Friday, July 26, 2019

"the ability of a central bank to stabilise inflation using its short-term nominal interest rate tool" makes the world go round, you think?

This has been stuck in my craw for a while now, from JW Mason:
I don’t think a “quantity of money” has been an important part of orthodox macoreconomics or any major heterodox school for many, many years.
Enter Cecchetti, Mohanty and Zampolli (2011), page 2:
As modern macroeconomics developed over the last half-century, most people either ignored or finessed the issue of debt. With few exceptions, the focus was on a real economic system in which nominal variables – prices or wages, and sometimes both – were costly to adjust.

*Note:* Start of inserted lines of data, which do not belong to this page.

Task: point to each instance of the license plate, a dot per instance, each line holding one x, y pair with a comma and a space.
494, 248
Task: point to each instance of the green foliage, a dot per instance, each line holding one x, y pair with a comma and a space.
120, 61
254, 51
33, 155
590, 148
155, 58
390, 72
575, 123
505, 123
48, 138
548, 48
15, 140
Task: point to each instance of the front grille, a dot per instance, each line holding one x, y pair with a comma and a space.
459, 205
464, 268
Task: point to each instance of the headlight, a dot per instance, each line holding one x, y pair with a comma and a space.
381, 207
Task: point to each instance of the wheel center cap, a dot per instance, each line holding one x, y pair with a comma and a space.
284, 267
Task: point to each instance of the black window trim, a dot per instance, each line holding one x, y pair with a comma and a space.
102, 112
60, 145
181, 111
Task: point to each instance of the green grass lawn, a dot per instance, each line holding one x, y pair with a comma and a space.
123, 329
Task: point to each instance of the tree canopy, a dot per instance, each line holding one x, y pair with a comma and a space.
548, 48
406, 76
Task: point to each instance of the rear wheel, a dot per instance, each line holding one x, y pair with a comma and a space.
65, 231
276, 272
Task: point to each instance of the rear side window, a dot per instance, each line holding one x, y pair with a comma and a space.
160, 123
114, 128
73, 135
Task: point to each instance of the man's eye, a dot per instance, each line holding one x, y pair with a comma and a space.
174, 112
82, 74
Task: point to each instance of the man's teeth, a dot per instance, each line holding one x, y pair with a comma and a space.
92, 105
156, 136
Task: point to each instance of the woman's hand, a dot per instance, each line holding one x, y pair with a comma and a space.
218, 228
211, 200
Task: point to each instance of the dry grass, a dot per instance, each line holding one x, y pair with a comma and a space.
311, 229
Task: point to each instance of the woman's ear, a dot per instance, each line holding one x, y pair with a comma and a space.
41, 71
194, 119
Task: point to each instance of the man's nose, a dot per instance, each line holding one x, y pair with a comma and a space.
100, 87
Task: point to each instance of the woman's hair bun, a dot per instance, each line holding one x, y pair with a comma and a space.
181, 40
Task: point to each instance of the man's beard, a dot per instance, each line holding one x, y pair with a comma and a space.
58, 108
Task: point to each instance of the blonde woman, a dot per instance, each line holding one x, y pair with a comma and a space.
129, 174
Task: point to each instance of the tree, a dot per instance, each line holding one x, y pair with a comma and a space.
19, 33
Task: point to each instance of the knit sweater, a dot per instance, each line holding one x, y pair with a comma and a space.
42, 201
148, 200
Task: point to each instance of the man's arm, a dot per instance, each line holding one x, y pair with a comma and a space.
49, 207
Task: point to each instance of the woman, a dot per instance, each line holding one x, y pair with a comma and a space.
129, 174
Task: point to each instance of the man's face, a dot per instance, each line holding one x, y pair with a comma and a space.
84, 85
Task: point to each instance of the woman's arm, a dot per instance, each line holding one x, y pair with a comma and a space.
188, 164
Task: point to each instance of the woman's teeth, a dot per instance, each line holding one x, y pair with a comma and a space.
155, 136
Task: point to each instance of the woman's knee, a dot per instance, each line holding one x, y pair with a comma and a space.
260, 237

The result, brought together brilliantly by Michael Woodford in his 2003 book, is a logical framework where economic welfare depends on the ability of a central bank to stabilise inflation using its short-term nominal interest rate tool. Money, both in the form of the monetary base controlled by the central bank and as the liabilities of the banking system, is a passive by-product.
Money is a passive by-product, they say. Passive in 2003, perhaps. But money was no longer passive just a few years later, when interest rates hit the zero bound and the demand for safe assets skyrocketed.

1 comment:

The Arthurian said...

The economy is transaction, I say, and the stuff we use to facilitate transaction is money.

Money does not play an important part? Money is a passive by-product?? I don't think so.